So you bought your child a house.

My youngest son Nickie has had a hard time getting his life together. I recently gave him $25,000 to make a down payment on a small house because his credit was bad. I told him it would be against his inheritance. I’m leaving my estate equally to all my children and I don’t want to favor one over the other.

 

 

As it happened, I had to buy the house myself since my son’s credit is so bad. Nickie is living there, although I use it as a vacation home. He is making the mortgage payments. I intend to deed it back to him in three years, but what if something happens to me in the meantime? I want to make sure Nickie gets the house, but I don’t want to pay a lawyer to revise my will. Is there any other way it can be done?

 

Cloe

 

Dear Cloe,

 

Do not give Nickie the house now or even three years from now. The mortgage will remain your responsibility whether the house belongs to you or your son, and the lender could call the loan if you transfer the home entirely out of your name.

 

If you give him the house with a quitclaim deed and he fails to pay the mortgage, you will be stuck with the bill and the house will still belong to him. If the lender forecloses against the home if the loan falls into default, your credit will be ruined because your name is on the loan and the deed of trust recorded against the property.

 

A second reason not to give the house to your son is that he has shaky credit. If he has any outstanding creditors, they can put liens on the house as soon as the ink on your quitclaim deed is dry. If your son may go bankrupt, there is no point in giving him an expensive home that could be taken away from him by his creditors.

 

Also, if you own the home upon your death and your son inherits it from you, he will benefit from a “step-up” in cost basis that will allow him to sell the home without paying any capital gains tax. If you give him the house now, this tax break will be lost. It is better for both you and your son to keep the house in your name and leave it to him in your will or trust. When you explain the tax advantages to him, I am sure he will agree.

 

If he isn’t already going to inherit everything upon you death, you need to revise your estate plan to make sure he will inherit the house, but a new will, or an amendment to your revocable trust, will cost less in both money and potential aggravation than the alternatives.

 

As an alternative, instead of updating your estate plan you could add him to the title of the home as a joint tenant so that he can deduct the mortgage interest he pay on “your” loan from his income taxes. You wouldn’t have to update your estate plan. As a joint tenant, if you pass away first, he’ll inherit the entire property outside of probate.


Len & Rosie

The Pitfalls of not Getting Proper Legal Advice

Dear Len & Rosie,

My mother was widowed last July and is names as executor in my father’s will.
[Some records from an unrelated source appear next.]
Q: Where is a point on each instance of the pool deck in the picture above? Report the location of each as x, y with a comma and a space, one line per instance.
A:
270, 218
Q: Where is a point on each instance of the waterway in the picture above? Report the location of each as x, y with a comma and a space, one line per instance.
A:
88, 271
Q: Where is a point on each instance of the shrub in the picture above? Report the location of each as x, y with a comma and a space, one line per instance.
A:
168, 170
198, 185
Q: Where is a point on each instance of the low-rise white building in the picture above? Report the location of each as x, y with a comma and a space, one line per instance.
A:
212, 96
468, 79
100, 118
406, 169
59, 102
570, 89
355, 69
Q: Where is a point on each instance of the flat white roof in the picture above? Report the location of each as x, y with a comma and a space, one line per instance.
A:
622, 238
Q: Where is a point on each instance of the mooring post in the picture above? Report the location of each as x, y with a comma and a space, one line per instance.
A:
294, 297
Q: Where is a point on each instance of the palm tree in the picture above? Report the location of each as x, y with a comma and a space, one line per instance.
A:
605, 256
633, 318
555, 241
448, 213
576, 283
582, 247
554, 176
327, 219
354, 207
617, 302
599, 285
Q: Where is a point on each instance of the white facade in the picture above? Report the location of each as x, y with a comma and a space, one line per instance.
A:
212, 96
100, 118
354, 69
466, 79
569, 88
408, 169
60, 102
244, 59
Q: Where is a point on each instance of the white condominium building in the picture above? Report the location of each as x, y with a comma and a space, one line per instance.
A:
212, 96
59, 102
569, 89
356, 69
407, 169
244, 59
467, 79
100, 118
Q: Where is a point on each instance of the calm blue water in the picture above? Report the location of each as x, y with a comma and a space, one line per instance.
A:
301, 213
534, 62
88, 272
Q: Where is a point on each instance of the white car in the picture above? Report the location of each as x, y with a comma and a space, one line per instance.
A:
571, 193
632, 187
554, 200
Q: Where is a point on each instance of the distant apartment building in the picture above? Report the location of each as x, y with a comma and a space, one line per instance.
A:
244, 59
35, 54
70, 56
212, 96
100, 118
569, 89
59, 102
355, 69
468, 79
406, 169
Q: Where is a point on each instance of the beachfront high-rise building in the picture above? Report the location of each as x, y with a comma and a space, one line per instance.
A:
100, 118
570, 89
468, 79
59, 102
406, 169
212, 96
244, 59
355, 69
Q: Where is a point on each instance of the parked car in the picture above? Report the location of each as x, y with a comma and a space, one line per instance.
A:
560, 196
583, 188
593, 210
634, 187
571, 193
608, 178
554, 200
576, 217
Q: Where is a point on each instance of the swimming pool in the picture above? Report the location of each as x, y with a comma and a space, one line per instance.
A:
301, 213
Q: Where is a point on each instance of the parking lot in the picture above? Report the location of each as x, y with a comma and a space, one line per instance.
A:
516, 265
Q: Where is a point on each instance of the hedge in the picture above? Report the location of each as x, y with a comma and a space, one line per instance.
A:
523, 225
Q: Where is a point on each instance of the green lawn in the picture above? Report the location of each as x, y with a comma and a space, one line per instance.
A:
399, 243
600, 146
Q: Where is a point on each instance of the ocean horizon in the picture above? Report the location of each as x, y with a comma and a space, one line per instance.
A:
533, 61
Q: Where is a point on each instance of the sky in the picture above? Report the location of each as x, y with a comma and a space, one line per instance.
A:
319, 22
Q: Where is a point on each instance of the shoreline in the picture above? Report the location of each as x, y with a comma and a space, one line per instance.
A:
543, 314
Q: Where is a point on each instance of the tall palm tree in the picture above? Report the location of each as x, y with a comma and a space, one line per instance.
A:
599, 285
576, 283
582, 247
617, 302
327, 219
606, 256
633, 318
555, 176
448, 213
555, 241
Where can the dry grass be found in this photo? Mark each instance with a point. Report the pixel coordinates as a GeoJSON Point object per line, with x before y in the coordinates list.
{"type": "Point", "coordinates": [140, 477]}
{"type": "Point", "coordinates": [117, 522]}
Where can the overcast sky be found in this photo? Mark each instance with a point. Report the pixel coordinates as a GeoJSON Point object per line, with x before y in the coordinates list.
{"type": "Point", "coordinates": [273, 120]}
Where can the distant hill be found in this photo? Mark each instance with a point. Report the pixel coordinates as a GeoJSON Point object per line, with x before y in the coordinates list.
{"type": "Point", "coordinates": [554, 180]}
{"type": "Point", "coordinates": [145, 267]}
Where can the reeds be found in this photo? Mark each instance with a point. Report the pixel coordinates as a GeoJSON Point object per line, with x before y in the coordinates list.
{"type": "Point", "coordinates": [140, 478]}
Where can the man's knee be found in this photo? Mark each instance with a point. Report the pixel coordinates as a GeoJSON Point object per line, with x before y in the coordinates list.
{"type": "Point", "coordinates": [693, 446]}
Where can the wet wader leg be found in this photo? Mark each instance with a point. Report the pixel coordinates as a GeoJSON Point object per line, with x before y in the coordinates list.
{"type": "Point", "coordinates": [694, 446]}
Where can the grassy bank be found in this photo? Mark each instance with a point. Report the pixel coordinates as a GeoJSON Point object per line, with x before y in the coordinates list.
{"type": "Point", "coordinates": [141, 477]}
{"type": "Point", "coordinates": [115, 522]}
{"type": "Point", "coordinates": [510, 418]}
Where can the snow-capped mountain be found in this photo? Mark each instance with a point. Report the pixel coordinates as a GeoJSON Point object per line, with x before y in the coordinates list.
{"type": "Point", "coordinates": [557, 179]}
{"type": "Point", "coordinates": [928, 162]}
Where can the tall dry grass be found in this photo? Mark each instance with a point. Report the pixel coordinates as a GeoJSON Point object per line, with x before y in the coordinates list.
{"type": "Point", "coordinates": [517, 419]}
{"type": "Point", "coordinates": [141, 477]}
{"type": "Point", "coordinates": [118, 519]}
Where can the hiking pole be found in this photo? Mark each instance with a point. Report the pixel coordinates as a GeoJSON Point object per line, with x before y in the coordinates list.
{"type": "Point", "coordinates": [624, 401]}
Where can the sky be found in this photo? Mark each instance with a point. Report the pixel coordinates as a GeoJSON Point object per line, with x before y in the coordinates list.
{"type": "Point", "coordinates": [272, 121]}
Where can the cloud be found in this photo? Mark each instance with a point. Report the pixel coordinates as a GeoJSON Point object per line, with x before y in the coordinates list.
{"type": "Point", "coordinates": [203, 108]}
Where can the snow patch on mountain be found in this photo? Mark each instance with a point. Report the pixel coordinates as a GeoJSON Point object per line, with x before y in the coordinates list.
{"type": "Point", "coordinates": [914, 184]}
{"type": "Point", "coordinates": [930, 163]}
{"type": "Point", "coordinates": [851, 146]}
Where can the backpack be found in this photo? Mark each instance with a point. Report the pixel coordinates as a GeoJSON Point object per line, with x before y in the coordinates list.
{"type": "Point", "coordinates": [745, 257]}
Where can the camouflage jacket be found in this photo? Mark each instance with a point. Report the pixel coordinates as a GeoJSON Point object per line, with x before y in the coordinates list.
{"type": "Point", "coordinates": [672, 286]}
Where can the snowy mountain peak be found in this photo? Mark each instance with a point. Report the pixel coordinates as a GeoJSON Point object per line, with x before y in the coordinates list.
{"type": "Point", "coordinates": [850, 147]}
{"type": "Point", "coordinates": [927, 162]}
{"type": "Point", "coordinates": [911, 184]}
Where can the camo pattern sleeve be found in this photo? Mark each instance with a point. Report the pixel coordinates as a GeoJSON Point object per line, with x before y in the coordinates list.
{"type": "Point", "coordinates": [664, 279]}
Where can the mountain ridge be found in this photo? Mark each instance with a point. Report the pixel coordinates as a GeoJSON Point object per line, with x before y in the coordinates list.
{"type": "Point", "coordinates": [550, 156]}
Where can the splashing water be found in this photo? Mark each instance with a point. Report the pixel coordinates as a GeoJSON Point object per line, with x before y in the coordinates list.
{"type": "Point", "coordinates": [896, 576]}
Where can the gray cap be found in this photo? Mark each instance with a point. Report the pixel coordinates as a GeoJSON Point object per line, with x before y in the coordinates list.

They owned together a community property account with a brokerage firm, which requires a certified court appointment indicating my mother’s authority to act on behalf of the estate. This plus other documents will split the account into her account and an estate account which can then be transferred back to her account. This seems like a lot of work to simply remove a name on an account.

Sandy

Dear Sandy,

The reason why it’s not so easy to remove your father’s name from the brokerage account lies in the manner in which the account was titled. Assets titled in community property do not automatically pass to the surviving spouse like assets titled in joint tenancy or as “community property with right of survivorship”. Your father’s half of this account belongs to his probate estate and must pass under the terms of his will.

There are three means of getting your father’s name off of the account. If your father’s estate is worth less than $150,000, then your mother, assuming he left everything to her, can collect the account with a small estate declaration under California Probate Code section 13101. Assets in joint tenancy or with pay on death beneficiaries or in a trust don’t count against the $150,000.  Nor do vehicles registered with the DMV.

If your father’s estate is worth more than $150,000 and he left everything to your mother in his will, then your mother can petition the court for a Spousal Property Order. This will require a court petition and a hearing, but a spousal property order is easier, cheaper, and faster than going through probate. She could get the account in her name as quickly as a month after her first visit to the lawyer.

If your father’s will left his estate to someone other than your mother, and the estate is worth more than $100,000, then your mother, as the executor named in the will, should petition the court to probate her husband’s estate. She will have access to the money once she is appointed as executor and is granted “Letters Testamentary” by the judge, but she won’t be able to distribute the account to your father’s heirs until probate is closed, which takes on average 9-15 months after the probate petition to administer the estate is filed with the court.

Your parents could have avoided the difficulties your mother is having today by getting the proper legal advice. They could have created a revocable trust that would avoid having to go to court on the second death as well as the first, or they could have simply titled their accounts as joint tenants or as community property with right of survivorship. When your mother meets with a trusts and estates attorney to take care of her husband’s estate, she should also take the time to create an estate plan to save her children time and money after her death.